Landscape with Birds is recorded with enthusiastic warmth and immediacy. Dita Krenberga plays with fine imaginative sensitivity although there is too much mechanical noise from the keys. It is a long piece for solo flute but such is the variety and virtuosity of technique and poetic expression that Vasks holds and grips the attention. It is a work of considerable concentration.

The 1992 Fantasia - Landscapes of a burnt-out earth is for solo piano. It plays for about seventeen minutes across three movements. It is shot through with something close to disillusion; perhaps reflective of the hopes kindled by freedom from the Soviets but the frustrations of a new regime still falling short of national ideals. The music is characterised by angry impacts and an introspective reflection that does not impart comfort.

The eight movements of the Episodi e canto perpetuo piano trio are chilly and far from consolatory, The work was written in homage to Messiaen but the aggressive music is closer to late Shostakovich than to the French composer. This is music of serious, not to say tragic, inclination and gall. It meets relief and poetry in the violent bells and joyful song of the finale.

Music For A Deceased Friend was written in memory of the bassoonist Jana Barinska who died tragically. It is tentative and exploratory with more roles for birdsong who provide a confidence which soon leaches away. The instrumentation is for wind quintet.

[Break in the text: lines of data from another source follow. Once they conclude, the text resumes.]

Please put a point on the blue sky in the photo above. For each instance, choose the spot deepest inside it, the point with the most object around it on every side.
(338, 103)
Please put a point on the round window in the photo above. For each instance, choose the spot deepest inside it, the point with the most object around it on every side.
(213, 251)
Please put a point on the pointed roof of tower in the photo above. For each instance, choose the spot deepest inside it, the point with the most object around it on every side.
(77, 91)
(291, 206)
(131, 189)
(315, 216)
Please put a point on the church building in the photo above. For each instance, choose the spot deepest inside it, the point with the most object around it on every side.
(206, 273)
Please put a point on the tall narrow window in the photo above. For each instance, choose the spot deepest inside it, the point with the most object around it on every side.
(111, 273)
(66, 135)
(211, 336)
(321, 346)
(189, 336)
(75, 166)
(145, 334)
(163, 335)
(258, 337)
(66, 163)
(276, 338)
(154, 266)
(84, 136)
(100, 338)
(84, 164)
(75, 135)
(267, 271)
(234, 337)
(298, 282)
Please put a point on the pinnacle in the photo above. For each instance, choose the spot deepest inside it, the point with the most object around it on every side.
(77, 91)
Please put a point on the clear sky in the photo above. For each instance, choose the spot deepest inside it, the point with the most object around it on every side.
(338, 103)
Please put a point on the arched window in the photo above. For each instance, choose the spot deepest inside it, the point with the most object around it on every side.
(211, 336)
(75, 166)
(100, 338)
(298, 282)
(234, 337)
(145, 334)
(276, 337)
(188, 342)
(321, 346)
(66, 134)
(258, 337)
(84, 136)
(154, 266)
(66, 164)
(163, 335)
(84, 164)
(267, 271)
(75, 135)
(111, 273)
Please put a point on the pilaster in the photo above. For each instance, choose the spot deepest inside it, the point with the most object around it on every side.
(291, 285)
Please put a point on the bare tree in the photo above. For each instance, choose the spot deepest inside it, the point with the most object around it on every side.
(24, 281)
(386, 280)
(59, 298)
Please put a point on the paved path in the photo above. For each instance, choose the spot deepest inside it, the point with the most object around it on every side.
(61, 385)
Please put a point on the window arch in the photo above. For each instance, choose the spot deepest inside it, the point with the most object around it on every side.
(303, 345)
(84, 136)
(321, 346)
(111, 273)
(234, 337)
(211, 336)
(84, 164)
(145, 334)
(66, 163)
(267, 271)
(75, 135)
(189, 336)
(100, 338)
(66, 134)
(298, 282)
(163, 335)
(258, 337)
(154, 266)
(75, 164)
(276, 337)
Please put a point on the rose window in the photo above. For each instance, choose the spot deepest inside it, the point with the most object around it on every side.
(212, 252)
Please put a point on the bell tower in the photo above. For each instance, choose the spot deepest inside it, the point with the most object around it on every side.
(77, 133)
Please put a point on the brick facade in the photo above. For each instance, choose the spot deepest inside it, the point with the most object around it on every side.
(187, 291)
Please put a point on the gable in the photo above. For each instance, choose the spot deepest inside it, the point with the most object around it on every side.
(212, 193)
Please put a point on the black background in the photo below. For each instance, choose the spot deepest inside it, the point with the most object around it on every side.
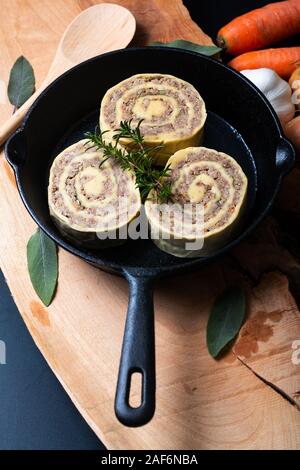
(35, 412)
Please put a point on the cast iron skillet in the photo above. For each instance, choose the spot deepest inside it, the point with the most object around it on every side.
(240, 122)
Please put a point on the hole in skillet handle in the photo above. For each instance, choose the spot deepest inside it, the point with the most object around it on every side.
(285, 156)
(138, 354)
(15, 149)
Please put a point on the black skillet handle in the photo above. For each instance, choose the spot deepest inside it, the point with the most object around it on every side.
(138, 354)
(285, 156)
(15, 149)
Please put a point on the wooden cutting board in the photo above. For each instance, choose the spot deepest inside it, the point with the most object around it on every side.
(247, 399)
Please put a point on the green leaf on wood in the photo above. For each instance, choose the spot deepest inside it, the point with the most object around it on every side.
(225, 320)
(190, 46)
(21, 82)
(42, 265)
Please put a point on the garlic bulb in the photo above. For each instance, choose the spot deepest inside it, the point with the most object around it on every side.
(277, 91)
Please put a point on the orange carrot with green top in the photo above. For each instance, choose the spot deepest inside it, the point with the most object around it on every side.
(261, 28)
(283, 60)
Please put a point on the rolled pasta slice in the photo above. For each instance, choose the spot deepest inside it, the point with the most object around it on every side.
(91, 200)
(208, 197)
(172, 110)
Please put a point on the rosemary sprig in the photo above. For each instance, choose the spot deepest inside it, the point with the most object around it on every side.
(139, 159)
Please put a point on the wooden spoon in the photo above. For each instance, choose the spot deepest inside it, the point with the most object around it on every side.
(98, 29)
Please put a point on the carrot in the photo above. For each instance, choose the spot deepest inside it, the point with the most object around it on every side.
(261, 28)
(284, 60)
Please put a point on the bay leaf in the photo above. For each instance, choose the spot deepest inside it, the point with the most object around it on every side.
(42, 265)
(21, 82)
(225, 319)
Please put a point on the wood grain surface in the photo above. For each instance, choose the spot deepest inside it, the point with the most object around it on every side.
(249, 398)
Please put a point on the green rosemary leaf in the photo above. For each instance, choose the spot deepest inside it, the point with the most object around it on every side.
(139, 159)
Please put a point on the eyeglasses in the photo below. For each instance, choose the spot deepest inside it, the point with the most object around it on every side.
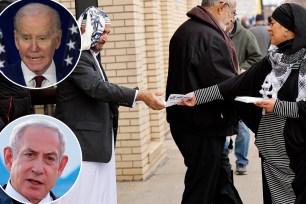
(233, 13)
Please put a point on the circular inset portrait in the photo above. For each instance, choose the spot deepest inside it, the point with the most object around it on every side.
(40, 160)
(40, 43)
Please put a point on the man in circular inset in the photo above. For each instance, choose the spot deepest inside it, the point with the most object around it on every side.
(35, 160)
(38, 36)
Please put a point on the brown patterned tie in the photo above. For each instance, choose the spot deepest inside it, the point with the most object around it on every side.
(38, 80)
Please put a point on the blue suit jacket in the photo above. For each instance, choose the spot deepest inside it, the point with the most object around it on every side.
(14, 72)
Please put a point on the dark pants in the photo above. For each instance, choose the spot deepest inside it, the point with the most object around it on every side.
(208, 177)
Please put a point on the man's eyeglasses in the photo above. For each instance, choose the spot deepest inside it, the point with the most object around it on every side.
(233, 13)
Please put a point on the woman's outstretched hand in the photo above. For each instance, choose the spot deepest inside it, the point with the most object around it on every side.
(267, 104)
(188, 102)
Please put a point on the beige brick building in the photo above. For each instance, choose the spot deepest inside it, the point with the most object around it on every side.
(137, 56)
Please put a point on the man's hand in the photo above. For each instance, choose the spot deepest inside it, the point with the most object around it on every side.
(268, 104)
(150, 99)
(188, 102)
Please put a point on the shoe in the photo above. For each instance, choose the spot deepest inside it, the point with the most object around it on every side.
(241, 169)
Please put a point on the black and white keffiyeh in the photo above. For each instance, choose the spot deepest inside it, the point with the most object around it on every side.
(282, 66)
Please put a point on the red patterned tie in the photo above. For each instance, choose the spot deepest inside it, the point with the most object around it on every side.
(39, 80)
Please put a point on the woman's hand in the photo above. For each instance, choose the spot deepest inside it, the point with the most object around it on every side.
(267, 104)
(188, 102)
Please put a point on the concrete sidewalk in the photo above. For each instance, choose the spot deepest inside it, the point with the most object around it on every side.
(166, 184)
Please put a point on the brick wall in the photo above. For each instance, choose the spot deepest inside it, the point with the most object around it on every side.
(137, 56)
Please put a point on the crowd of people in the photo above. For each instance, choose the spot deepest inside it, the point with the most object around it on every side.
(266, 62)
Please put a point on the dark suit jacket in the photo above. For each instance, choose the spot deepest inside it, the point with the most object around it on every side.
(14, 73)
(5, 199)
(88, 105)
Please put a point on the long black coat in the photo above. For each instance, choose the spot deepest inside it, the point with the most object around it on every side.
(248, 84)
(15, 101)
(199, 57)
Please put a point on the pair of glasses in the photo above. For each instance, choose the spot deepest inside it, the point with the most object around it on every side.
(233, 13)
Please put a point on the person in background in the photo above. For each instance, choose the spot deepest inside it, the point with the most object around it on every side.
(248, 54)
(260, 31)
(202, 54)
(15, 101)
(88, 103)
(278, 117)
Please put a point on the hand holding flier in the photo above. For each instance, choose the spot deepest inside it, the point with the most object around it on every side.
(182, 100)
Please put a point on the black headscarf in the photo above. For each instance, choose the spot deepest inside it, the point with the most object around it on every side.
(293, 17)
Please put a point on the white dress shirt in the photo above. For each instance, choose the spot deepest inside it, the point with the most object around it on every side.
(50, 76)
(17, 196)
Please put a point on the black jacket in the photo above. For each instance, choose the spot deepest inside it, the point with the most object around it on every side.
(89, 106)
(15, 101)
(199, 57)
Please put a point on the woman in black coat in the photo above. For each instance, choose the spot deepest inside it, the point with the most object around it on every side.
(279, 117)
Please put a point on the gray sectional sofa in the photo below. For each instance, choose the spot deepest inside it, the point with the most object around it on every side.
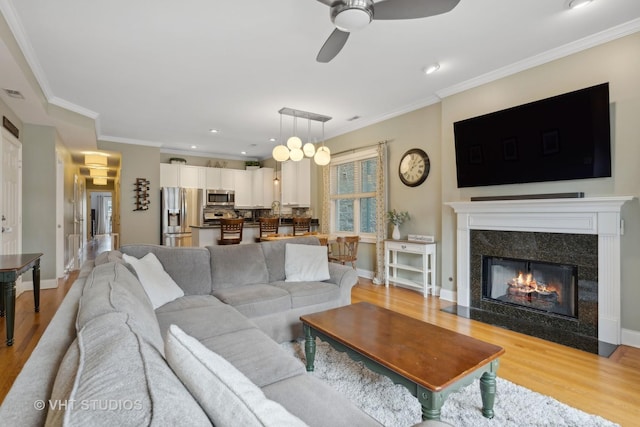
(209, 356)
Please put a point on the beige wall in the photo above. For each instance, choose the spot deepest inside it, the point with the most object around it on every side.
(618, 63)
(431, 129)
(137, 162)
(417, 129)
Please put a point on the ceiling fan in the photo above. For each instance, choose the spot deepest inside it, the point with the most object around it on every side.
(353, 15)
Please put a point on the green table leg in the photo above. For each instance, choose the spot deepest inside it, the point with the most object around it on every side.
(431, 403)
(488, 393)
(9, 293)
(309, 348)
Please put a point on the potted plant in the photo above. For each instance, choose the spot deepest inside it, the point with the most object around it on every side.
(396, 218)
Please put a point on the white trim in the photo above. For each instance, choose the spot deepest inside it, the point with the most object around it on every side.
(448, 295)
(28, 286)
(585, 43)
(591, 215)
(631, 338)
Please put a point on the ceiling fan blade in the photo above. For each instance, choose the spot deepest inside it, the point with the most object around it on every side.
(328, 2)
(332, 46)
(411, 9)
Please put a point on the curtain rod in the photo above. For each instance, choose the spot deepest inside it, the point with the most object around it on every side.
(353, 150)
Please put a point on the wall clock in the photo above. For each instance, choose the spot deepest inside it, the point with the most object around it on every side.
(414, 167)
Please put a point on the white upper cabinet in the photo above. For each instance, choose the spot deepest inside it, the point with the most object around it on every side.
(262, 187)
(243, 180)
(296, 183)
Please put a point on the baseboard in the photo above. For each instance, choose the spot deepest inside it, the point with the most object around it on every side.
(448, 295)
(631, 338)
(44, 284)
(365, 273)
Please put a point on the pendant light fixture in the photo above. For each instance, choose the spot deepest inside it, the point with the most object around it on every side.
(294, 149)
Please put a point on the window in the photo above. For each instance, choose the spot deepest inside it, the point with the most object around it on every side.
(353, 194)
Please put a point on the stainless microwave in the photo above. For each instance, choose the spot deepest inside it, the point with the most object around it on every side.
(219, 198)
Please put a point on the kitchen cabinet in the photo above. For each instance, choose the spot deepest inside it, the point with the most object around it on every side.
(254, 188)
(262, 188)
(243, 181)
(176, 175)
(218, 179)
(296, 183)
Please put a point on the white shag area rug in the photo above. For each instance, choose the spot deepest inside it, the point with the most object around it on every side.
(393, 406)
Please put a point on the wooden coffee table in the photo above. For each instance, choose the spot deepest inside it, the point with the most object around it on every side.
(430, 361)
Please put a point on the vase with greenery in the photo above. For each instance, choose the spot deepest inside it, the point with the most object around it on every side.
(396, 218)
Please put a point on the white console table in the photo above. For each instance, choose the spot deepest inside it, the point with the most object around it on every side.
(416, 257)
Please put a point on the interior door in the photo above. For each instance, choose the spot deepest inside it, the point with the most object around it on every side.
(11, 194)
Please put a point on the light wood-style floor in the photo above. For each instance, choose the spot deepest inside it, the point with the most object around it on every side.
(609, 387)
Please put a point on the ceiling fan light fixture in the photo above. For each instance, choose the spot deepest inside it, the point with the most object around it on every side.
(352, 15)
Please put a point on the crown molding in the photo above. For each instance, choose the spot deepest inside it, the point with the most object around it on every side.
(585, 43)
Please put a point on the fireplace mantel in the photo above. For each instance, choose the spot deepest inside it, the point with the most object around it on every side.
(590, 215)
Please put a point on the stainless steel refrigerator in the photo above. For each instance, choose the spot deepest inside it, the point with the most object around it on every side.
(179, 212)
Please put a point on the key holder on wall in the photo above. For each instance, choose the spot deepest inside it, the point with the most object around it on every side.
(142, 194)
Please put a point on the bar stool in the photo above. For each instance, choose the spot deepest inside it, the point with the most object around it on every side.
(346, 250)
(230, 231)
(301, 225)
(267, 226)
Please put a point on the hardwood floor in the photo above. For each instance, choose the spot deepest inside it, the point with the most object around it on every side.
(609, 387)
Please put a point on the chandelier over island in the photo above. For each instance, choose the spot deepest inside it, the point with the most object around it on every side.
(294, 149)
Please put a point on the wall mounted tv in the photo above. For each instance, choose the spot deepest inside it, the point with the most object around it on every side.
(559, 138)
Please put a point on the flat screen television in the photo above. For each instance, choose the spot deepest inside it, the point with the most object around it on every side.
(559, 138)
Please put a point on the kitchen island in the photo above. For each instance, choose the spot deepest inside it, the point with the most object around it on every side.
(208, 235)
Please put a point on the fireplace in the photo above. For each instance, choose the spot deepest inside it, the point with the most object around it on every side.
(586, 234)
(539, 284)
(543, 286)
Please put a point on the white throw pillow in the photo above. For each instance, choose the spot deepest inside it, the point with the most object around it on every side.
(227, 396)
(305, 263)
(158, 285)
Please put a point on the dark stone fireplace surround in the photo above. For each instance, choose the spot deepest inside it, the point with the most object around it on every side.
(580, 250)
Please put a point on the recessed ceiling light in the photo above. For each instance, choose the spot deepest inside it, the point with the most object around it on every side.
(432, 68)
(575, 4)
(14, 93)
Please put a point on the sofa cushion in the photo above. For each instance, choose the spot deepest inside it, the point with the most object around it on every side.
(255, 300)
(112, 288)
(108, 256)
(158, 285)
(316, 403)
(203, 321)
(256, 355)
(189, 267)
(304, 263)
(274, 255)
(228, 397)
(237, 265)
(112, 370)
(309, 293)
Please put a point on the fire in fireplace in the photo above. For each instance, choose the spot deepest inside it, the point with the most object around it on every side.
(547, 287)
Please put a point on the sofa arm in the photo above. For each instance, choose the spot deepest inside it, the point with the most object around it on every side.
(345, 277)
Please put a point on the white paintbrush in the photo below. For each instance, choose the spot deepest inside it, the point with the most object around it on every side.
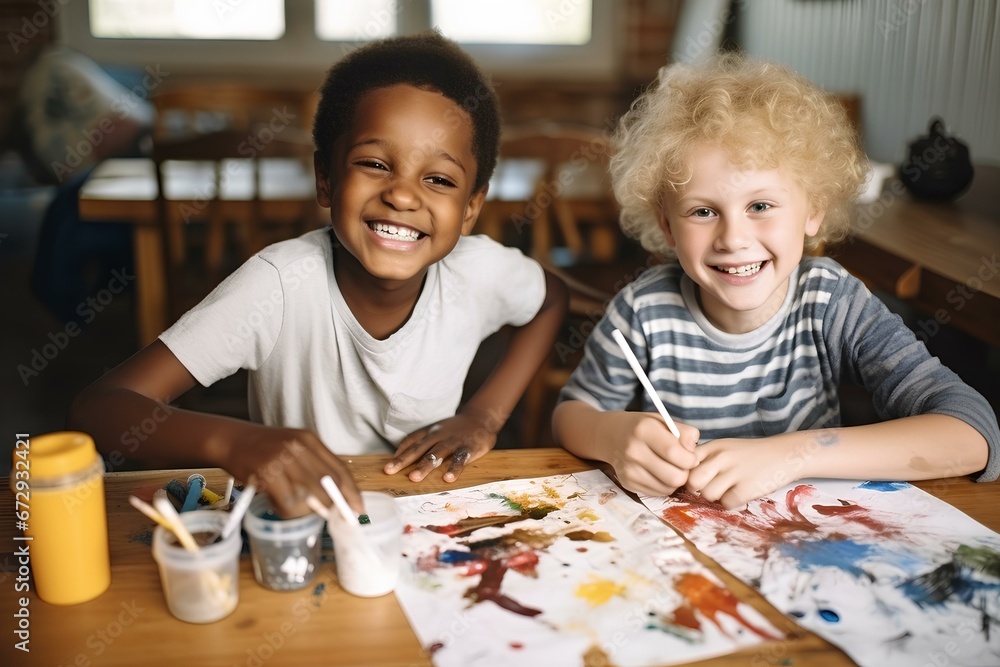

The laconically titled Book is from 1978. It is a full-on rhapsodic ballad in two movements. The first is a coarse and violent fortissimo. The following pianissimo has the instrument high in its register seeming to disappear into stratospheric realms, stuttering yet smooth. Once again Vasks' spirituality emerges in the ‘still small voice’. There is a composer-specified vocalise from the cellist at 6.40.